Une pirogue mena Igricheff à bord du bateau pirate. Debout contre le mât se tenait un vieillard sec, droit et robuste, dont la courte barbe blanche se détachait sur la peau bronzée et nue. Il ne leva pas les yeux vers le bâtard kirghize, mais pencha un peu la tête.
— Qui vient sur mon zaroug, d’un pas d’étranger ? demanda-t-il d’une voix âpre.
Igricheff comprit. Le maître du bateau était aveugle.
— Grand nakouda, dit Aziz, je t’ai parlé du chef moscovite qui a mieux défendu que moi-même la gorge de Bet-el-Faki. C’est lui qui se tient auprès de toi. Il est l’ami de Françaoui Kébir et te demande la paix pour lui.
Le vieillard demeura longtemps silencieux.
— Reste à mon bord, dit-il enfin. Bois et mange comme mon hôte. Je te répondrai d’ici peu.
Pour laisser l’aveugle méditer en paix, Aziz emmena Igricheff tout à l’arrière du zaroug près de la barre sur laquelle le sang des cinq hommes tués avait formé une épaisse croûte brune.

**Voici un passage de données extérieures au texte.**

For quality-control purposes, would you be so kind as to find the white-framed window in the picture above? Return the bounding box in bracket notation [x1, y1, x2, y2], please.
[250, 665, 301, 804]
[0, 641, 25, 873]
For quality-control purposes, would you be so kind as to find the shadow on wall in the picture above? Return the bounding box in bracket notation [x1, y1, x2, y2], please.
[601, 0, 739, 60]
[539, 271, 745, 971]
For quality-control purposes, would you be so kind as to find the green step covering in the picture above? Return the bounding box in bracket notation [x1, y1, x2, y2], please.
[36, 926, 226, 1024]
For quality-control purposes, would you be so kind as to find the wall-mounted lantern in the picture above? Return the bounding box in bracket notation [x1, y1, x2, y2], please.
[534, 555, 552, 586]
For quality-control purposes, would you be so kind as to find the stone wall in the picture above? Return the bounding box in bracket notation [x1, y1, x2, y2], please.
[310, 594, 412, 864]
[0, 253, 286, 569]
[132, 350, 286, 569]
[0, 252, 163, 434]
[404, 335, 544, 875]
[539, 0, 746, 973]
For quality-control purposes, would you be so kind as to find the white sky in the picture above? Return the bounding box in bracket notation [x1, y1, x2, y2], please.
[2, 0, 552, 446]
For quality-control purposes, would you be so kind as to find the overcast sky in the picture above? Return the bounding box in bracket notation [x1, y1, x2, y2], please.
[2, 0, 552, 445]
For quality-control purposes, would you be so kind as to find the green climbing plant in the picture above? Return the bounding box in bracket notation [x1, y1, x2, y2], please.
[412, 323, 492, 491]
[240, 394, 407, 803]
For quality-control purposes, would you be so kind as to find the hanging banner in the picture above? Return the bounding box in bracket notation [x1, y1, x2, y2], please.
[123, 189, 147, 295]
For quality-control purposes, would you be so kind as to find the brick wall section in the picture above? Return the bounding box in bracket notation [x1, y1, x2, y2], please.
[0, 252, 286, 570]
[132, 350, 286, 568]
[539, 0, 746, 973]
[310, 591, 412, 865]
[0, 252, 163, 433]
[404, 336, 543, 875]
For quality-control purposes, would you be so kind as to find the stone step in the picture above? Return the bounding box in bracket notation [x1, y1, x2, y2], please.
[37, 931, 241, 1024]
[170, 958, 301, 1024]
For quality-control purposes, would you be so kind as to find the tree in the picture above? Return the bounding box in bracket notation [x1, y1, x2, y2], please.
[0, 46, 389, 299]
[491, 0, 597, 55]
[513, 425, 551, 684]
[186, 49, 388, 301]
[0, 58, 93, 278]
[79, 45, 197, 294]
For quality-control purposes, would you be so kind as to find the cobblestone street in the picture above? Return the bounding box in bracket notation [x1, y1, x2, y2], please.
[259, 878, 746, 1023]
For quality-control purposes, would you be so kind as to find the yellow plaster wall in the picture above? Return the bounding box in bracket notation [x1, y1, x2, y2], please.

— C’est le plus vieux chef de la mer chez nous, dit Aziz. Depuis vingt ans, il ne connaît plus la lumière. Mais il navigue sans cesse et toujours à la proue. Un mousse lui dit les endroits où passe le zaroug. Il a tous les écueils, toutes les côtes dans la mémoire. Personne de nous n’était venu ici. Il s’est souvenu que son père, avec un convoi d’esclaves, avait mouillé, pour cause de tempête, dans cette île noire. Il était un enfant alors, pourtant il nous a conduits sans défaut jusqu’ici. Quant à moi, chef moscovite, après t’avoir quitté, je n’ai pu gagner Bet-el-Faki et avec deux hommes seulement je suis arrivé, à travers les chiens yéménites, à la mer, où le zaroug du vieux nakouda m’a pris.

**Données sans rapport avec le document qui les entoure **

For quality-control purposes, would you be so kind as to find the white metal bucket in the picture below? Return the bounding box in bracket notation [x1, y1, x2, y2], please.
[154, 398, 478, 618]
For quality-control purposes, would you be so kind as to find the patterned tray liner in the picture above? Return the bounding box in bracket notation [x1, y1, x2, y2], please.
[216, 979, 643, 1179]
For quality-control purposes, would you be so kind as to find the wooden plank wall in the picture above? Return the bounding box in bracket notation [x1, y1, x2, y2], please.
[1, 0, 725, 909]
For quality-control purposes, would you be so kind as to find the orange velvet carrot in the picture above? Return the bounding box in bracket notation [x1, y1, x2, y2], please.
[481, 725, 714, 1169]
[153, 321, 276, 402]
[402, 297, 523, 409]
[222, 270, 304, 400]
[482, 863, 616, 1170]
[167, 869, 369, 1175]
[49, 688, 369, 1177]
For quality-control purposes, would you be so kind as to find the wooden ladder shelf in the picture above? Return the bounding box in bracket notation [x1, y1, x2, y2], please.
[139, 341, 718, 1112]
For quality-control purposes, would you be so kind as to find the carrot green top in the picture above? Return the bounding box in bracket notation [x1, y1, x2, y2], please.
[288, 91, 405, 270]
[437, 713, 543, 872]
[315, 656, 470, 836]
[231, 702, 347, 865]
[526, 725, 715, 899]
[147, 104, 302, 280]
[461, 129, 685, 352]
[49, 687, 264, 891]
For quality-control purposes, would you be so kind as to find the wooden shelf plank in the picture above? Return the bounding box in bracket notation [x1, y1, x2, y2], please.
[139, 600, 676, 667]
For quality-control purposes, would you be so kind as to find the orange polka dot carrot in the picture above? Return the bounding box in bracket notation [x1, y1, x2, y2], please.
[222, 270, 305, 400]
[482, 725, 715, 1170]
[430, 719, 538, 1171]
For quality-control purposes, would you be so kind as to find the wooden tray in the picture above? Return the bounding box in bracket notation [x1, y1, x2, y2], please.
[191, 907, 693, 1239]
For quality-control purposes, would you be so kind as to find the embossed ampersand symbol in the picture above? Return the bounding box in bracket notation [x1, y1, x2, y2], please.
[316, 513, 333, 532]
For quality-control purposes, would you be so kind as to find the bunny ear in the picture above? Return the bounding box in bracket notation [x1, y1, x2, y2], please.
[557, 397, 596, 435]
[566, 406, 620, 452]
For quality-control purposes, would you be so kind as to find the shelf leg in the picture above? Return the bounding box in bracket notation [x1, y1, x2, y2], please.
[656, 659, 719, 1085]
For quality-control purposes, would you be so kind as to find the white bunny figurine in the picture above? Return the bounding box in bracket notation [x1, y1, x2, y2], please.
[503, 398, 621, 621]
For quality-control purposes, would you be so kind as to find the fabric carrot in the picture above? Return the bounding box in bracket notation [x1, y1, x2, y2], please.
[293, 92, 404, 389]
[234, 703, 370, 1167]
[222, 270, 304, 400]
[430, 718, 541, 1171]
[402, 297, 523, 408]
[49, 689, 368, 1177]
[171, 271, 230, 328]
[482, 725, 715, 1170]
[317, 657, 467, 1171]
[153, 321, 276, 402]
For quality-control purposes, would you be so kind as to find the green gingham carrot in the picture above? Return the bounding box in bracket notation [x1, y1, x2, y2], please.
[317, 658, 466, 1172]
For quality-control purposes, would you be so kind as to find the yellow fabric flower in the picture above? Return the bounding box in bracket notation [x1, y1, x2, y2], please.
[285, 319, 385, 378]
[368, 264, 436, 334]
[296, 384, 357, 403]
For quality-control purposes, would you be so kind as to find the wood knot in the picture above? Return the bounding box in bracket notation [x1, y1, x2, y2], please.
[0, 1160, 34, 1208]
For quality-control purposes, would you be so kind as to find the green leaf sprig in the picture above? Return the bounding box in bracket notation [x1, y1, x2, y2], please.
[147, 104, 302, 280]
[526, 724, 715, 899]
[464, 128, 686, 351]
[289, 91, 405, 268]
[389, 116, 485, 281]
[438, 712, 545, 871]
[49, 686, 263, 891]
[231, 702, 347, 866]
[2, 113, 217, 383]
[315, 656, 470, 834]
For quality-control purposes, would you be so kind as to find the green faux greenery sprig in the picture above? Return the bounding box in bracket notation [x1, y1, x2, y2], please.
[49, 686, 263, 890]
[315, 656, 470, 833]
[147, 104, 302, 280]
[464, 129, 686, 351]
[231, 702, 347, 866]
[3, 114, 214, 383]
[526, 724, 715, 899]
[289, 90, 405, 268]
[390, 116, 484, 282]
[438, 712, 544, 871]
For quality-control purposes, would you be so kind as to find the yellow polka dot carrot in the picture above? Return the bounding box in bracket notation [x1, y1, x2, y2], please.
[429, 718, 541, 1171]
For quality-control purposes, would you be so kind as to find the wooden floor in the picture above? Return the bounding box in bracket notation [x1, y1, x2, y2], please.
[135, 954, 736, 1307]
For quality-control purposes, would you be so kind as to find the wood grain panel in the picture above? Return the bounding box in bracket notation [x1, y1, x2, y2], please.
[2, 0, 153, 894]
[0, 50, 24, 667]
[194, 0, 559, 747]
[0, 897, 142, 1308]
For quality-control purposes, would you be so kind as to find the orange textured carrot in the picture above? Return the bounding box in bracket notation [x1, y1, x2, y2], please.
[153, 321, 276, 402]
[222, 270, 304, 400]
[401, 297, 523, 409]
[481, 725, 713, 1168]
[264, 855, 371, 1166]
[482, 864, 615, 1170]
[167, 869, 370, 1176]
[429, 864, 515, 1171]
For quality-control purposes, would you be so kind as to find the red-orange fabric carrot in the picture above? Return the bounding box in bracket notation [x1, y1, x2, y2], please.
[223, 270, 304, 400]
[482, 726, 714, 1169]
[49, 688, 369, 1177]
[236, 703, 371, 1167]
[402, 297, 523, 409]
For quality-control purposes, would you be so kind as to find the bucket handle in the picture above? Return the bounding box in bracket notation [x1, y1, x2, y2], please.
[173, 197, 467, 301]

— Aziz et mon hôte, venez, appela l’aveugle.
Puis :
— Chef étranger, dit-il, prête bien l’oreille. Il est dur de rendre un juste butin et de pardonner la mort de cinq guerriers. Mais j’ai entendu dire que Mohamed le Terrible, avant de rejoindre le paradis d’Allah, a ordonné de te considérer comme son frère. Alors, j’ai décidé, car nous sommes proscrits, errants, sans vivres ni munitions, de garder le tiers des cartouches, la moitié des provisions et de rendre à ton ami tout le reste. Et que la paix soit avec vous…
Mordhom accepta les conditions de l’aveugle. Igricheff lui dit alors :
— Deux fois vous m’avez sauvé. J’ai payé deux fois. Par le fusil de mon chaouch, par la paix avec les Zaranigs. Nous sommes quittes et je suis libre.
Mordhom hocha la tête pensivement et répondit :
— Vous acceptez tout de même d’être mon hôte ?
— Certes. Car ceux-là (il montrait le zaroug) ne sont plus bons qu’à pirater en petit et à se faire pendre.
Deux jours après, l’Ibn-el-Rihèh appareilla avec un vent favorable. Sur la cendre de l’île noire, à nouveau déserte, il y avait un petit monticule. Là dormait En-Daïré.
Au moment où le boutre passa sous l’aiguille qui portait encore le chaouch, raidi dans son embrassement suprême, le bâtard kirghize appela Youssouf.
— Je te donne Yasmina, lui dit-il. Hussein n’aurait pas choisi pour elle un autre maître que toi.